Silver-graphene quantum dots based electrochemical sensor for trinitrotoluene and p-nitrophenol

Abstract

Abstract Silver cluster decorated graphene quantum dots act as efficient electrochemical sensors for the detection of nitroaromatic compounds due to their unique electronic properties. Herein, we report the first detailed theoretical study about the sensing ability of silver-graphene composites for the electrochemical detection of trinitrotoluene (TNT) & p-nitrophenol (p-NP). The complexes of TNT and p-NP with silver-graphene composite are quite stable as evident from their higher interaction energies (−15.64 to −70.07 kcal mol−1).
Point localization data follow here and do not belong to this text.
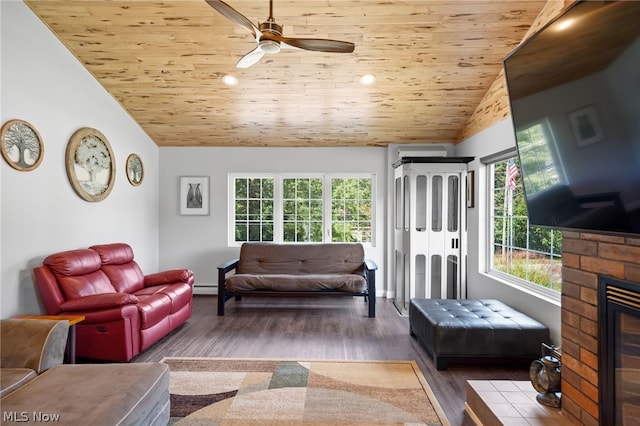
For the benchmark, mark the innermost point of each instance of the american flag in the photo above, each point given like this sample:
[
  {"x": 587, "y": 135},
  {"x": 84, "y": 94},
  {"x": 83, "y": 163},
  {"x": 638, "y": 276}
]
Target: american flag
[{"x": 512, "y": 174}]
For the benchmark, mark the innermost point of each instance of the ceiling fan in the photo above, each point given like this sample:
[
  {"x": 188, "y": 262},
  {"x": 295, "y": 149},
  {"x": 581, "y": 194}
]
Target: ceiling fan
[{"x": 269, "y": 37}]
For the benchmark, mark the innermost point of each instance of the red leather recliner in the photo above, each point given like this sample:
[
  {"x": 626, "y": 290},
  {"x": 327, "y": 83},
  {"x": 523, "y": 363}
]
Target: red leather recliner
[{"x": 125, "y": 311}]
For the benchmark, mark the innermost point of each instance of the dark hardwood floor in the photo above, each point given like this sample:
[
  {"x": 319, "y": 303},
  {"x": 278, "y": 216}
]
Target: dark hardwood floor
[{"x": 320, "y": 328}]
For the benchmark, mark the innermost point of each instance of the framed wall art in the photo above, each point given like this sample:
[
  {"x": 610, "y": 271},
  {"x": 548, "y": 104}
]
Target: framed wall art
[
  {"x": 91, "y": 166},
  {"x": 194, "y": 195},
  {"x": 22, "y": 146},
  {"x": 586, "y": 126},
  {"x": 134, "y": 169}
]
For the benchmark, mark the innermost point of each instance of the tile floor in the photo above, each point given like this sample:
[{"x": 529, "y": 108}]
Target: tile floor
[{"x": 509, "y": 403}]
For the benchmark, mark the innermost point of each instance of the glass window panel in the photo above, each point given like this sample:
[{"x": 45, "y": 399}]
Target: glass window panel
[
  {"x": 241, "y": 188},
  {"x": 436, "y": 203},
  {"x": 398, "y": 202},
  {"x": 453, "y": 189},
  {"x": 241, "y": 231},
  {"x": 436, "y": 277},
  {"x": 421, "y": 203},
  {"x": 529, "y": 253}
]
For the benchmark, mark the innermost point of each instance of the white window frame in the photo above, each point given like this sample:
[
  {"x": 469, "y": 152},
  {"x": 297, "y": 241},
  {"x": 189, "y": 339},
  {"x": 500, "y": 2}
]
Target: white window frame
[
  {"x": 512, "y": 280},
  {"x": 278, "y": 208}
]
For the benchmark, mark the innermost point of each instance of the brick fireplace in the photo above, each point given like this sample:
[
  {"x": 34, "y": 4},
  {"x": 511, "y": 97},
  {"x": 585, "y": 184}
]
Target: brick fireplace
[{"x": 585, "y": 257}]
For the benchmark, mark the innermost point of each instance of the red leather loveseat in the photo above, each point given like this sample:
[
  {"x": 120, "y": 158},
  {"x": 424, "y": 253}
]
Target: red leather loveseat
[{"x": 125, "y": 311}]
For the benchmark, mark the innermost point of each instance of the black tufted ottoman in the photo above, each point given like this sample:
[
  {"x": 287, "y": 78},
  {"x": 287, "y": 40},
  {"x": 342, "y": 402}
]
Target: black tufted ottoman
[{"x": 474, "y": 328}]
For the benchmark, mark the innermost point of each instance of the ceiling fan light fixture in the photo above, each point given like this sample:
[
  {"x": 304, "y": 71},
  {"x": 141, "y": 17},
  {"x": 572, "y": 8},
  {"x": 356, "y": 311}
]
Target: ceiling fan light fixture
[{"x": 270, "y": 46}]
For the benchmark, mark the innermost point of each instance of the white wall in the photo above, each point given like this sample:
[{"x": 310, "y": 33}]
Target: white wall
[
  {"x": 200, "y": 242},
  {"x": 44, "y": 84},
  {"x": 497, "y": 138}
]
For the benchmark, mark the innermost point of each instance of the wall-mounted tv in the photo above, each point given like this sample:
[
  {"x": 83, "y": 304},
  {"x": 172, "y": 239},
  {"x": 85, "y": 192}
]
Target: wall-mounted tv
[{"x": 574, "y": 90}]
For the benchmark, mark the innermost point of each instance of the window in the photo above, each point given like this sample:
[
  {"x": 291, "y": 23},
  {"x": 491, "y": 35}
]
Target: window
[
  {"x": 527, "y": 255},
  {"x": 351, "y": 209},
  {"x": 542, "y": 171},
  {"x": 302, "y": 208},
  {"x": 254, "y": 209}
]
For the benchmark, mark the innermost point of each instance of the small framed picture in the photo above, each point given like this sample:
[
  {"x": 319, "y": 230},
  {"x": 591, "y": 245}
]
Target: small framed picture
[
  {"x": 194, "y": 195},
  {"x": 586, "y": 126},
  {"x": 134, "y": 169}
]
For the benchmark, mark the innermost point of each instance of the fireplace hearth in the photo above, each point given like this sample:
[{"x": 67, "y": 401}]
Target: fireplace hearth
[{"x": 619, "y": 347}]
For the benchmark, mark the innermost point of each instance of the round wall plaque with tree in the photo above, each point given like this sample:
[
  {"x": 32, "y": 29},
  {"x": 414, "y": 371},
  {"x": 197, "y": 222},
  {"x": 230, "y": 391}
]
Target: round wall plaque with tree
[
  {"x": 90, "y": 164},
  {"x": 135, "y": 170},
  {"x": 21, "y": 145}
]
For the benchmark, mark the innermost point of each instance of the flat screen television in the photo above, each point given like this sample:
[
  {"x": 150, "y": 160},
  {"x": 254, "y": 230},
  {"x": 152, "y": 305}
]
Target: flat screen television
[{"x": 574, "y": 91}]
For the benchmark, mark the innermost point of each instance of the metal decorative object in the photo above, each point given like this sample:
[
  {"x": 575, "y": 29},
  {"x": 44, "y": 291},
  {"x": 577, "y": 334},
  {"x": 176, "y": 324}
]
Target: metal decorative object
[
  {"x": 545, "y": 375},
  {"x": 90, "y": 164},
  {"x": 21, "y": 145}
]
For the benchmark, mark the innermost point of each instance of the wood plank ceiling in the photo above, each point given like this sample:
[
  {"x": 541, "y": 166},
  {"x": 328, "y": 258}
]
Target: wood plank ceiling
[{"x": 163, "y": 61}]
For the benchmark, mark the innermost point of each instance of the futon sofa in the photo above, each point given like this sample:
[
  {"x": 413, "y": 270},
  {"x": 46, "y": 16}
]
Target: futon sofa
[
  {"x": 125, "y": 311},
  {"x": 273, "y": 269},
  {"x": 38, "y": 389}
]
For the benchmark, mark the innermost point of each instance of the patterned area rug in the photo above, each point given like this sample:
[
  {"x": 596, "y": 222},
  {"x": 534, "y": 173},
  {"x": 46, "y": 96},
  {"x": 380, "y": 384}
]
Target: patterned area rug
[{"x": 218, "y": 391}]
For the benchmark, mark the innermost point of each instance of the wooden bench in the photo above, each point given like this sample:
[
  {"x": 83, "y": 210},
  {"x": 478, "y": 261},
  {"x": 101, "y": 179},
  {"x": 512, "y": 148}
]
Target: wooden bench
[{"x": 271, "y": 269}]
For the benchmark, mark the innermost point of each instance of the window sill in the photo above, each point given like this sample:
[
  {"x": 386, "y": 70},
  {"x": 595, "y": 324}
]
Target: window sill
[{"x": 542, "y": 293}]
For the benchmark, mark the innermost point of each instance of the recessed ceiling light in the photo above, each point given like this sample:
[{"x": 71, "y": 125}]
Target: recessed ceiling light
[
  {"x": 563, "y": 25},
  {"x": 367, "y": 79},
  {"x": 230, "y": 80}
]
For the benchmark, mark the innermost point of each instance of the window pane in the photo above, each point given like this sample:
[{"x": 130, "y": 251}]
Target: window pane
[
  {"x": 530, "y": 253},
  {"x": 301, "y": 210},
  {"x": 541, "y": 169},
  {"x": 351, "y": 214},
  {"x": 253, "y": 209}
]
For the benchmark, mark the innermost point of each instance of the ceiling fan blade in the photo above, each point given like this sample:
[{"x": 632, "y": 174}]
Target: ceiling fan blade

The NBO charge analysis, DOS analysis, frontier molecular orbital analysis, UV–visible analysis, non-covalent interactions (NCI) & charge decomposition analysis (CDA) supported the interaction mechanism in TNT@Ag6-coronene & p-NP@Ag6-coronene complexes. NBO charge analysis results reveal that the charge is transferred from substrates to analytes except in p-NP@coronene and p-NP@coronene-Ag6 complexes. The generation of new energy states in DOS spectra reflect the chemical sensitivity of the system. Frontier molecular orbital analysis results validate a substantial decrease in the H-Lgap of silver-coronene composite on interaction with analytes. The shifting (red & blue) of λmax during interactions of analytes with silver-coronene is affirmed from excited state analysis. The NCI plots show that some steric repulsion is also there along with strong non-covalent electrostatic (M…O) & unusual van der Waals (M…H) interactions. The evaluated results of CDA validate the charge transfer interactions between various fragment pairs of complexes. The precedent results distinctly show the better sensing performance of silver-graphene composites towards TNT & p-NP.